1 let u = e^x    now du/dx = e^x du/e^x = dx
   2/(u+1)du/e^x      but e^x = u
   so 2/(u+1)du/u = 2/u – 2/(u+1) ( decomposing to partial fractions )  (YES, THAT SEEMS CORRECT)

now integrating
= 2ln(u)- 2ln(u+1) + C = 2 ln(u/(u+1)) + C, WHICH YOU MAY WANT TO RECONCILE WITH OTHER ANSWERS, THAT MIGHT APPEAR DIFFERENT.  THAT'S THE (BAD PART/FUN PART) OF THESE EXAMPLES.


NUMBER 2

= 2e^-x/(1+e^-x) =-2ln(1+e^-x) + C

You have: (I am using 'I' for the integral symbol.)

I(2e^-x/(1+e^-x)dx, for which you will set u = 1+e^-x
and have du = -e^-x dx.

So you have -2I(du/u) = -2 ln u = as above.

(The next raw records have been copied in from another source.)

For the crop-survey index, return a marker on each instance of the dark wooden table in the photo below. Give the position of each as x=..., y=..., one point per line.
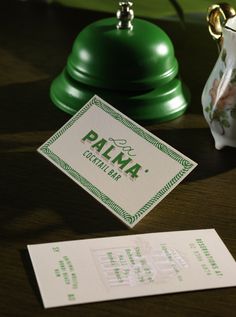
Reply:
x=40, y=204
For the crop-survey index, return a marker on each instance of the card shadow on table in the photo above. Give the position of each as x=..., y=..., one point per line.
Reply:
x=33, y=187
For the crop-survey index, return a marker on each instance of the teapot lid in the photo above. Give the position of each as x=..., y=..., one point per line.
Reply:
x=125, y=56
x=231, y=24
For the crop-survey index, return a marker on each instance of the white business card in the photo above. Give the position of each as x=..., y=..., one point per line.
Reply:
x=93, y=270
x=126, y=168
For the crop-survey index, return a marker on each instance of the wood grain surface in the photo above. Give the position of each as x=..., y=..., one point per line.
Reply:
x=40, y=204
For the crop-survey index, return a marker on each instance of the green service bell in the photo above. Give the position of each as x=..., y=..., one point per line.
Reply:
x=130, y=64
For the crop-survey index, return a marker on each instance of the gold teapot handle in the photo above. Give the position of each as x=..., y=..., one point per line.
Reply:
x=217, y=16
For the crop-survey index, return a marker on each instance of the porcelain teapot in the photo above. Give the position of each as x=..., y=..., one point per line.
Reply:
x=219, y=94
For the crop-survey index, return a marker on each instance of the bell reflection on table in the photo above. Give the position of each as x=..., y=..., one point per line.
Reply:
x=130, y=64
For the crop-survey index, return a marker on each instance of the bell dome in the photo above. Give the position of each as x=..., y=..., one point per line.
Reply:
x=110, y=58
x=129, y=63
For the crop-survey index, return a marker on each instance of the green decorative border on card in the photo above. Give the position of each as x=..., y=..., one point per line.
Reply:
x=129, y=219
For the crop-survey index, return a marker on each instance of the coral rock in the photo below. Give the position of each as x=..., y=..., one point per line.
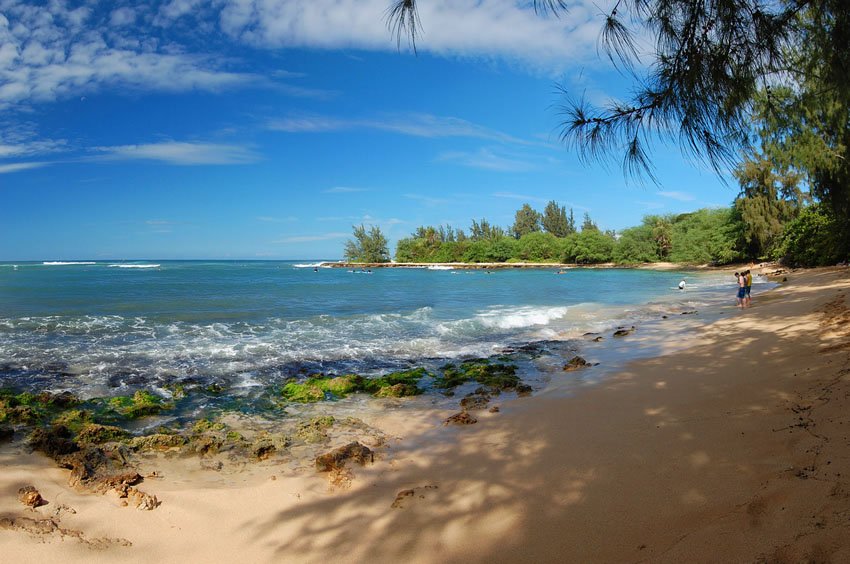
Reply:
x=30, y=497
x=337, y=458
x=462, y=418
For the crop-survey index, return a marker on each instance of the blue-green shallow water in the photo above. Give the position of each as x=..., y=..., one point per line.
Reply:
x=103, y=329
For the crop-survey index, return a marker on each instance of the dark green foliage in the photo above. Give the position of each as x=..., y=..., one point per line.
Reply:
x=769, y=199
x=636, y=245
x=555, y=220
x=705, y=236
x=809, y=240
x=588, y=224
x=591, y=246
x=539, y=247
x=366, y=246
x=497, y=375
x=526, y=221
x=483, y=231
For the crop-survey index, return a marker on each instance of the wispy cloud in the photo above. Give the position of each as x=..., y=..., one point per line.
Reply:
x=490, y=28
x=270, y=219
x=343, y=190
x=651, y=205
x=674, y=195
x=181, y=153
x=427, y=200
x=486, y=159
x=415, y=125
x=312, y=238
x=522, y=197
x=17, y=167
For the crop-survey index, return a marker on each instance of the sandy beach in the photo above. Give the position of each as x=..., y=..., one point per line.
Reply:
x=734, y=448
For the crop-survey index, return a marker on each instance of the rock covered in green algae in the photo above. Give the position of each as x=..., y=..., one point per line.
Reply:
x=157, y=442
x=315, y=430
x=497, y=375
x=141, y=404
x=94, y=433
x=575, y=363
x=319, y=387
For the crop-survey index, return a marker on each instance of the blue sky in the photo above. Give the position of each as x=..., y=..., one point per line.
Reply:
x=267, y=128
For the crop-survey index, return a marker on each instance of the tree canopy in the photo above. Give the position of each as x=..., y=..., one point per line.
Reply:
x=367, y=246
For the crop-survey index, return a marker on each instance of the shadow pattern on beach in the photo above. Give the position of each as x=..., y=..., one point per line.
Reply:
x=717, y=451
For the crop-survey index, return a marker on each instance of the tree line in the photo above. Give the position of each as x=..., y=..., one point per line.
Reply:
x=761, y=86
x=770, y=219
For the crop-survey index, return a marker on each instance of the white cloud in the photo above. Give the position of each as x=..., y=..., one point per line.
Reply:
x=415, y=125
x=427, y=200
x=680, y=196
x=50, y=52
x=491, y=28
x=486, y=159
x=17, y=167
x=269, y=219
x=522, y=197
x=181, y=153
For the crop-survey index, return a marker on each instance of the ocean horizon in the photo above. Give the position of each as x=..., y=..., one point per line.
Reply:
x=105, y=328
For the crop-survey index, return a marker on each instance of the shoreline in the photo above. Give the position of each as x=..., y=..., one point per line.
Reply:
x=661, y=266
x=738, y=436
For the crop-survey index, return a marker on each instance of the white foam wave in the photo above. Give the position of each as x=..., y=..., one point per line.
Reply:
x=519, y=317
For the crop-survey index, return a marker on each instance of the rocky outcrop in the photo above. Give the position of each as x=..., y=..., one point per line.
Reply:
x=339, y=457
x=30, y=497
x=462, y=418
x=575, y=363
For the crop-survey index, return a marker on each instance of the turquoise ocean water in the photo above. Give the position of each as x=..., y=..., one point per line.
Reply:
x=106, y=328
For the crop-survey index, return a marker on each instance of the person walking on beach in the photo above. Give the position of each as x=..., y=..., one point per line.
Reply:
x=742, y=280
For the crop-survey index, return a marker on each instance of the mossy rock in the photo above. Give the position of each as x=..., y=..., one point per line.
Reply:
x=396, y=384
x=319, y=387
x=498, y=375
x=205, y=426
x=141, y=404
x=398, y=391
x=74, y=419
x=315, y=429
x=206, y=444
x=94, y=433
x=265, y=446
x=178, y=391
x=157, y=442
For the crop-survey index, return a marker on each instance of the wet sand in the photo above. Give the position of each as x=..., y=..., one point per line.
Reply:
x=734, y=448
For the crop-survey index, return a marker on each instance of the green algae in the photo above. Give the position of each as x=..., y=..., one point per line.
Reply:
x=94, y=433
x=315, y=430
x=319, y=387
x=497, y=375
x=140, y=404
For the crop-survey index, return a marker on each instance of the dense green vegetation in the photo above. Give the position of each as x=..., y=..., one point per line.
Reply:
x=761, y=87
x=704, y=236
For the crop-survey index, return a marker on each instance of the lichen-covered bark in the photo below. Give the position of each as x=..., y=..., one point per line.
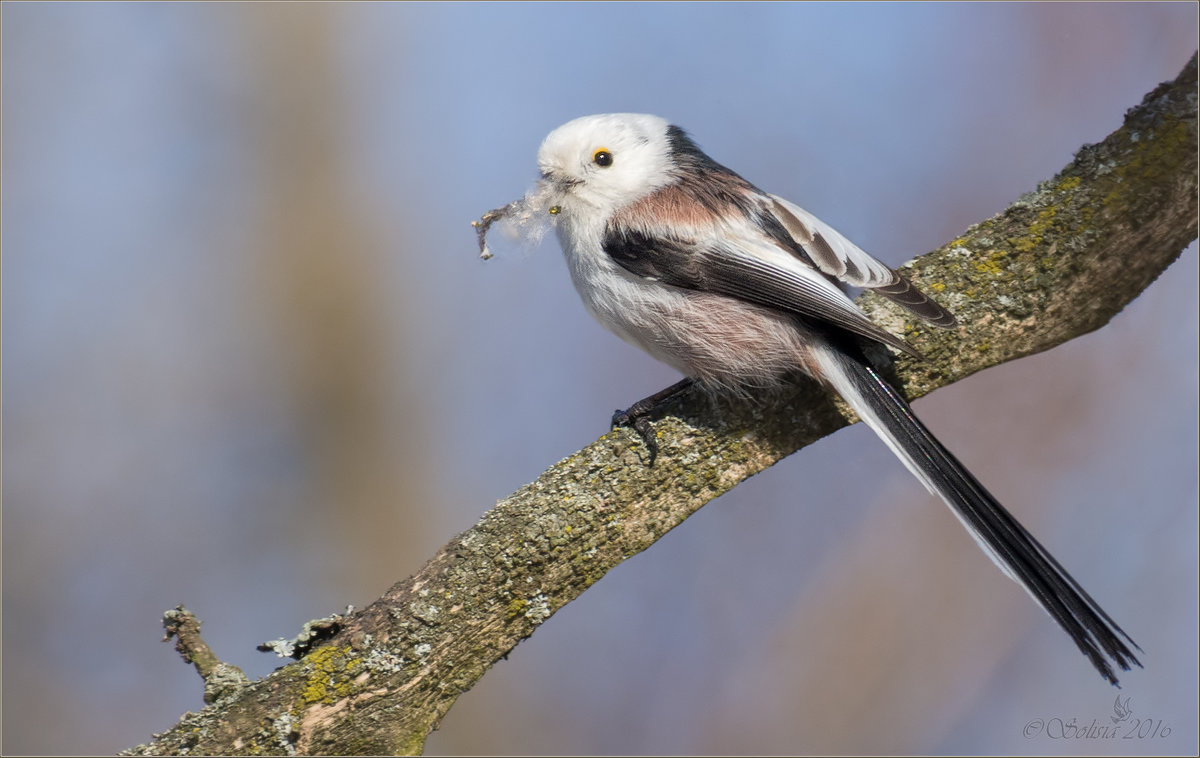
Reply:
x=1059, y=263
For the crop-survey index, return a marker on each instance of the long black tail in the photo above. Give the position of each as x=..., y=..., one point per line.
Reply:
x=995, y=529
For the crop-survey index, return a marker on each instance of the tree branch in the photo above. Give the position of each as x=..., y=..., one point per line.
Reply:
x=1057, y=263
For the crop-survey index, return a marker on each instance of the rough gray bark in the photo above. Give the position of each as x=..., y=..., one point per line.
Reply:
x=1059, y=263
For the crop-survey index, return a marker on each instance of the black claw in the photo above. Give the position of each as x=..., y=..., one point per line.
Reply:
x=636, y=416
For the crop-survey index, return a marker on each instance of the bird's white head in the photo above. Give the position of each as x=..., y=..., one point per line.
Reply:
x=605, y=161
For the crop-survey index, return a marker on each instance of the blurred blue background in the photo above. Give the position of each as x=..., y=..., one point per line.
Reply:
x=253, y=365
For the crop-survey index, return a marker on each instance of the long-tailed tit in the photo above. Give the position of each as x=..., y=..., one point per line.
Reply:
x=738, y=288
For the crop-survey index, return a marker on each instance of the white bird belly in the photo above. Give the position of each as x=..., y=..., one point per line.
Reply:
x=717, y=340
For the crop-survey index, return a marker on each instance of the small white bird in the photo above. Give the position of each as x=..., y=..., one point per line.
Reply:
x=738, y=288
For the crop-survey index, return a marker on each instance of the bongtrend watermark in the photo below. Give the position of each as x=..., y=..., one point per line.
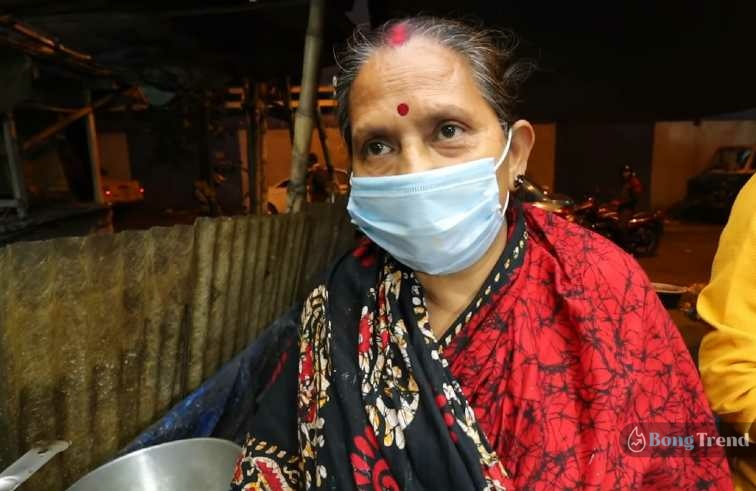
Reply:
x=676, y=439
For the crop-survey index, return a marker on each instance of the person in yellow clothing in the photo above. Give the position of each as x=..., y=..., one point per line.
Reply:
x=727, y=357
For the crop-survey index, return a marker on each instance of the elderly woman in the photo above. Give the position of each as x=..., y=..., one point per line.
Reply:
x=471, y=342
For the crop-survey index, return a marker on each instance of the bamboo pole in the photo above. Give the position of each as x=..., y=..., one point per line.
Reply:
x=305, y=117
x=324, y=143
x=20, y=199
x=94, y=153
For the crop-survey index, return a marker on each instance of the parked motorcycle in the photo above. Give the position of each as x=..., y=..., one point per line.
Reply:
x=638, y=233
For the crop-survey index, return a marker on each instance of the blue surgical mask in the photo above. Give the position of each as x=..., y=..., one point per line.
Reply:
x=437, y=222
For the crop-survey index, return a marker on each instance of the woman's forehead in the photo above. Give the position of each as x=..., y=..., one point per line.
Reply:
x=418, y=72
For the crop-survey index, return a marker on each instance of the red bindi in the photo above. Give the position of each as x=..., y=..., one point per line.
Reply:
x=398, y=35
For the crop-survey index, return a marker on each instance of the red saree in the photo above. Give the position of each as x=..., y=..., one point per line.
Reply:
x=564, y=348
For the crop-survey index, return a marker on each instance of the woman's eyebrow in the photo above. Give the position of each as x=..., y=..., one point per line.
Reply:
x=369, y=130
x=447, y=111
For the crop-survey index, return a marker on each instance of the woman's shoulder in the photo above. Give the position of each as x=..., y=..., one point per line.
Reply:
x=581, y=255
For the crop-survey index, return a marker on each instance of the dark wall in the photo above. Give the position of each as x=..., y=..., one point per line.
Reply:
x=589, y=158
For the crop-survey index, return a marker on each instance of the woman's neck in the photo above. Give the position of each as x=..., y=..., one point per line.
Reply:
x=447, y=296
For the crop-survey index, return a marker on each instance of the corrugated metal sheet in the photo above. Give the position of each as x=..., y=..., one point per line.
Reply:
x=100, y=335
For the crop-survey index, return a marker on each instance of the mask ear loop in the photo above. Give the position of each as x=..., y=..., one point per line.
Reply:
x=503, y=209
x=506, y=149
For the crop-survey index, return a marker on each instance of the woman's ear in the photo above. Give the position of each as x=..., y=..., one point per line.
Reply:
x=523, y=138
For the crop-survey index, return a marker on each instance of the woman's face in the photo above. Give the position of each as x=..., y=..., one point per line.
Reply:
x=416, y=107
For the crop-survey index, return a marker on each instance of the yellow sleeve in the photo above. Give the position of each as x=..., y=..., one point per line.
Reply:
x=727, y=357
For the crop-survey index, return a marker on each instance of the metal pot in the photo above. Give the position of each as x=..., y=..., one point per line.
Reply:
x=669, y=294
x=196, y=464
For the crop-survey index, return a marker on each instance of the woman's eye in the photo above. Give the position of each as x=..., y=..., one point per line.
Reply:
x=449, y=131
x=377, y=148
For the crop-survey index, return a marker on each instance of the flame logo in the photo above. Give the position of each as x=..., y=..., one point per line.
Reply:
x=636, y=442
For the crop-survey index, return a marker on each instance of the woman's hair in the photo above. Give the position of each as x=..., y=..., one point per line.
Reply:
x=488, y=52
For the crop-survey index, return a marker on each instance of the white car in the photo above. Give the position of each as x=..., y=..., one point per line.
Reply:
x=278, y=194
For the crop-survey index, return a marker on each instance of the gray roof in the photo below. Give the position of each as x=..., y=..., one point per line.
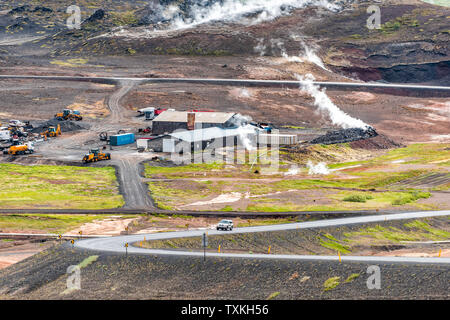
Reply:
x=214, y=133
x=204, y=117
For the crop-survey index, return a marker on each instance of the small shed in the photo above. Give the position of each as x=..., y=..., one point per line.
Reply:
x=169, y=121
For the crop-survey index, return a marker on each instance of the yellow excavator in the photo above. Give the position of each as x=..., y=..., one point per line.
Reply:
x=68, y=114
x=51, y=132
x=19, y=150
x=95, y=155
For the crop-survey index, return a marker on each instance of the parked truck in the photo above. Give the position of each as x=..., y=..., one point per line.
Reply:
x=68, y=114
x=95, y=155
x=20, y=149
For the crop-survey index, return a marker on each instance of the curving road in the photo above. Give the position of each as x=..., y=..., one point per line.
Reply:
x=117, y=244
x=234, y=82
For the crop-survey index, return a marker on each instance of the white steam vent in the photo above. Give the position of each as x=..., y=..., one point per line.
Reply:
x=320, y=168
x=204, y=11
x=325, y=105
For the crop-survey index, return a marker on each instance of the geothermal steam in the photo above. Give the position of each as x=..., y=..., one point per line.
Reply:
x=320, y=168
x=203, y=11
x=325, y=105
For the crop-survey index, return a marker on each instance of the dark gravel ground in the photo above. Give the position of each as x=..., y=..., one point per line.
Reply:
x=152, y=277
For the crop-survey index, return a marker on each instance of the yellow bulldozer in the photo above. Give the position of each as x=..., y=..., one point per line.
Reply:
x=95, y=155
x=68, y=114
x=51, y=132
x=19, y=150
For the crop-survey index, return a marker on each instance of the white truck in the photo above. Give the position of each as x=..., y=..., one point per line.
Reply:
x=226, y=225
x=5, y=135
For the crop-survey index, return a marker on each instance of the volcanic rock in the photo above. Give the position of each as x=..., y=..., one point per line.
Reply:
x=345, y=135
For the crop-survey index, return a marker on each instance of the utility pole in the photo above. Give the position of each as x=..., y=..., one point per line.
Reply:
x=205, y=244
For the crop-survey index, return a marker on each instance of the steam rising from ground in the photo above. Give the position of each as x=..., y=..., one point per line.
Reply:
x=320, y=168
x=308, y=55
x=325, y=105
x=241, y=11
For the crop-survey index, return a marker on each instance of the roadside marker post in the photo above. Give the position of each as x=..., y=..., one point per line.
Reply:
x=205, y=244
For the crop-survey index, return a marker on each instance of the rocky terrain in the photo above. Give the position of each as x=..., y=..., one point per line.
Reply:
x=413, y=38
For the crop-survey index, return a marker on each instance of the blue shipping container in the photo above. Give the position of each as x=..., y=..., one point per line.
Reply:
x=122, y=139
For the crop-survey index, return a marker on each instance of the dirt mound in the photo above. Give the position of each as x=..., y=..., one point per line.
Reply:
x=345, y=135
x=375, y=143
x=66, y=126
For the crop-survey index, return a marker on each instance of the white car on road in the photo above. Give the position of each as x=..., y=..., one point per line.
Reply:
x=225, y=225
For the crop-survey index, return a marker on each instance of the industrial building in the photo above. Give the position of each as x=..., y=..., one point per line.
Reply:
x=200, y=139
x=169, y=121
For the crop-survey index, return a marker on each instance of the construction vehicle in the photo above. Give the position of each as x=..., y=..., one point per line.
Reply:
x=68, y=114
x=95, y=155
x=20, y=149
x=51, y=132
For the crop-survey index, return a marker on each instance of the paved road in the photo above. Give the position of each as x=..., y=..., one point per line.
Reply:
x=116, y=244
x=234, y=82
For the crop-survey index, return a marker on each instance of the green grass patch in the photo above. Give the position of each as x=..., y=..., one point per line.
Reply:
x=273, y=295
x=357, y=198
x=50, y=223
x=411, y=197
x=86, y=262
x=334, y=245
x=64, y=187
x=352, y=277
x=331, y=283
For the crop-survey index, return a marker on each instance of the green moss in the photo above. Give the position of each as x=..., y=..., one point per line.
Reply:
x=352, y=277
x=331, y=283
x=358, y=198
x=273, y=295
x=58, y=187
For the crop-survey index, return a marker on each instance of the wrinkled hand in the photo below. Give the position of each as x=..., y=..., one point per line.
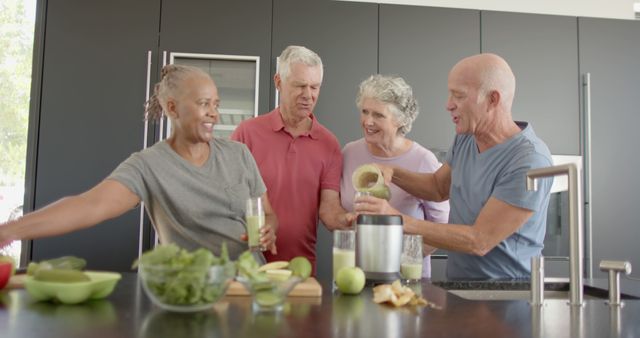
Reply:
x=373, y=205
x=387, y=172
x=267, y=238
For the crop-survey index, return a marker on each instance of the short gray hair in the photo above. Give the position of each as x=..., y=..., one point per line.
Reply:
x=396, y=93
x=297, y=54
x=171, y=84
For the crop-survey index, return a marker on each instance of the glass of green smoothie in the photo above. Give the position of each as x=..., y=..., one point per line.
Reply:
x=344, y=250
x=254, y=215
x=411, y=259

3. Dividing the top by the bottom involves long division.  We all learned this in the fourth grade, but it seems strange to apply it here.  But:

{To simplify the notation, I will write w = e^x

Divide 2\(w +1):

w + 1 ) 2       (2
       2 + w
       ------
         - w, which is the remainder.
       w
= 2 - -----
     w + 1

Now put back w = e^x, and integrate the two terms in much the same manner as the previous examples.

Does that do it?